Demographics: ACKS assumes that the bottom of the socio-economic pyramid is filled with peasants who largely toil in gender specific roles, with women of necessity devoted to childbearing in order to maintain the labor pool. (Beastmen societies are worse, as they are polygamous, with the strongest chief keeping all the women as a harem.) ACKS assumes that the merchants, nobility, military, priesthood, and mages in society are egalitarian with respect to gender, and that specific orders and institutions exist as outlets for high-caliber young people to advance in these positions.
To understand how I reached these demographic assumptions:

  1. In pre-industrial societies, death rates are high, and need for labor is great. Women must be oriented towards childbearing or the society will demographically collapse.
  2. In societies with gender equality, birth rates invariably plummet because free women with career opportunities prefer not to spend their lives childbearing.

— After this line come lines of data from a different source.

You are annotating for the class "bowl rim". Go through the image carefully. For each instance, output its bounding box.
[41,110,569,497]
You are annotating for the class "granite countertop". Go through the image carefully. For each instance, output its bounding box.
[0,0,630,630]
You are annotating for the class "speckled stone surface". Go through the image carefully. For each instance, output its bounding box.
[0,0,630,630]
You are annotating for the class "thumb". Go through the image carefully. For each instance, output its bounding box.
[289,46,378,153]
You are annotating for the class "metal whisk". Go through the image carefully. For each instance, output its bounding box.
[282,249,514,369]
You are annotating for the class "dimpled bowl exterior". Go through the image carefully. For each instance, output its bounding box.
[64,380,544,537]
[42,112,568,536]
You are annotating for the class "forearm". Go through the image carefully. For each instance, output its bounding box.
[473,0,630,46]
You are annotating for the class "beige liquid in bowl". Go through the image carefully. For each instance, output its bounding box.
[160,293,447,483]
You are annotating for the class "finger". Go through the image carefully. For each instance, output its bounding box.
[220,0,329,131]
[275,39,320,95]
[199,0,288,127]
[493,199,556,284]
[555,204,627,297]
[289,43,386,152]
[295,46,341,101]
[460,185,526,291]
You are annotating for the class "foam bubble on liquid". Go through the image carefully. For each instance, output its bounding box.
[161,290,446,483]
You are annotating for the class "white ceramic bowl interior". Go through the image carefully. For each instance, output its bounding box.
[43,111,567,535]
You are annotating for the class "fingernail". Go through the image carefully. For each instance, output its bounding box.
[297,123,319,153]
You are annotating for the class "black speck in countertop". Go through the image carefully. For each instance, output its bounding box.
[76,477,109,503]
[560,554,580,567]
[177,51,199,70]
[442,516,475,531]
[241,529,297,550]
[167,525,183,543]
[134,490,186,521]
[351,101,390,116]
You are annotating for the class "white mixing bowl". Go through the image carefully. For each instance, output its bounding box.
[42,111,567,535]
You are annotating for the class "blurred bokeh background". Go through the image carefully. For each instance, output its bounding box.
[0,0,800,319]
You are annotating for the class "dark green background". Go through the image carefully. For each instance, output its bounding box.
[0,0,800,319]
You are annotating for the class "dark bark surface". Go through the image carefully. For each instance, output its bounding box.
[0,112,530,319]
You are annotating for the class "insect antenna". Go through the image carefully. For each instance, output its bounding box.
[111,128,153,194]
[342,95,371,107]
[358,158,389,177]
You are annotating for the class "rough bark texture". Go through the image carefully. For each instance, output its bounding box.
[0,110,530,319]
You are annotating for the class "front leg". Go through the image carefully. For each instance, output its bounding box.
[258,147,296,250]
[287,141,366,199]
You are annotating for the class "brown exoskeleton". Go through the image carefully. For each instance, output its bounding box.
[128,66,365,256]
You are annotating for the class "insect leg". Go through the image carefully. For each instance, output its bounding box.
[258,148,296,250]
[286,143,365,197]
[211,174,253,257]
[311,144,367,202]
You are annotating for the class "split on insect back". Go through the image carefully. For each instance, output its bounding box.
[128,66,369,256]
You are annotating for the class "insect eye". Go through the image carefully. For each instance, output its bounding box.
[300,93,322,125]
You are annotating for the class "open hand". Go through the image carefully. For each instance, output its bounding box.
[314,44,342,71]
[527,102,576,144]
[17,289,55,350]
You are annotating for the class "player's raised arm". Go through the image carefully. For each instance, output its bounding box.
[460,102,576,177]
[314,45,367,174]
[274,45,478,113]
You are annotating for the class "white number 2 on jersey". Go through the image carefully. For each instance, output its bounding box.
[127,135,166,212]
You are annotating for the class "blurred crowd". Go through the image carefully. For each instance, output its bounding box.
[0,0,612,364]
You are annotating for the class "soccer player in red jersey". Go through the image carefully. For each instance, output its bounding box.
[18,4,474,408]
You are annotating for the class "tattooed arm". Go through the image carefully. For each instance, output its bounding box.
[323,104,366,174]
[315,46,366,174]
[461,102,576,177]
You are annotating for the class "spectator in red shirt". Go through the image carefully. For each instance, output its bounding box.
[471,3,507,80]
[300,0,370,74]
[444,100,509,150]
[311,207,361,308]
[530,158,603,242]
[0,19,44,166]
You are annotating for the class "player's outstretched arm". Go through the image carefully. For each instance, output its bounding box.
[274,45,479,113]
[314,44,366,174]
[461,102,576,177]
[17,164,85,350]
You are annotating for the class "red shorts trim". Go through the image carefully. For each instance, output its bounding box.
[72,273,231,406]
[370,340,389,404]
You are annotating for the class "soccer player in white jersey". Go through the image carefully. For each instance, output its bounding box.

  3. If magic is so common that it replaces technology and creates industrial-like societies, the labor pool could be smaller and infant mortality substantially lower, so this could alter the demographic implications. This is not the case, however, for the commoners in ACKS. Only the rich and noble have access to sufficient magic that they could overcome the constraints of labor and illness. As a result historical norms will largely apply to the agricultural commoners.
  4. In pre-industrial societies, men tend to gain political power because both labor and military might are dependent on physical strength, which men have more of (and perhaps also because men tend to be more competitive and power-hungry than women due to the effects of testosterone, but let’s assume ACKS women are equally ruthless!)
  5. If magic is common enough that it is useful in war and politics, possession of it can guarantee power regardless of their physical strength or lack thereof. This is assumed to be the case in ACKS.
  6. Therefore, power in the middle and upper stratas is likely to be far more evenly distributed in an ACKS setting than it has been in any historical society.
  7. There will be some trickle-down from above such that women are unlikely to be anywhere as oppressed and degraded as they have been during history’s worst periods (except in vile societies such as, e.g., beastmen).
    From these thoughts, I designed the Auran Empire as follows:
  8. It is politically and economically egalitarian with regard to gender for those that have political and economic power. It is stratified on the basis of wealth and class (noble, armiger, commoner, or indentured).
  9. The middle and upper professions are assumed to be made up of a mix of genders. The agricultural masses are assumed to be largely stratified by gender roles with regard to labor out of necessity, although not necessarily patriarchal in politics.
  10. Because women with options pursue those options, the middle and upper classes are assumed to have a lower birth rate than the lower classes, partly but not entirely made up by magical healing (e.g. modern Europe still has a lower birth rate than developing countries). As a result, there are provisions for social mobility to allow the lower classes to move up to maintain the army, priesthood, etc.
    So the Auran Empire setting is definitely more egalitarian than, e.g., the historical Roman Empire, or JRR Tolkien, R Scott Bakker or George RR Martin’s worlds. I hope that makes sense and answers (over-answers?) your question.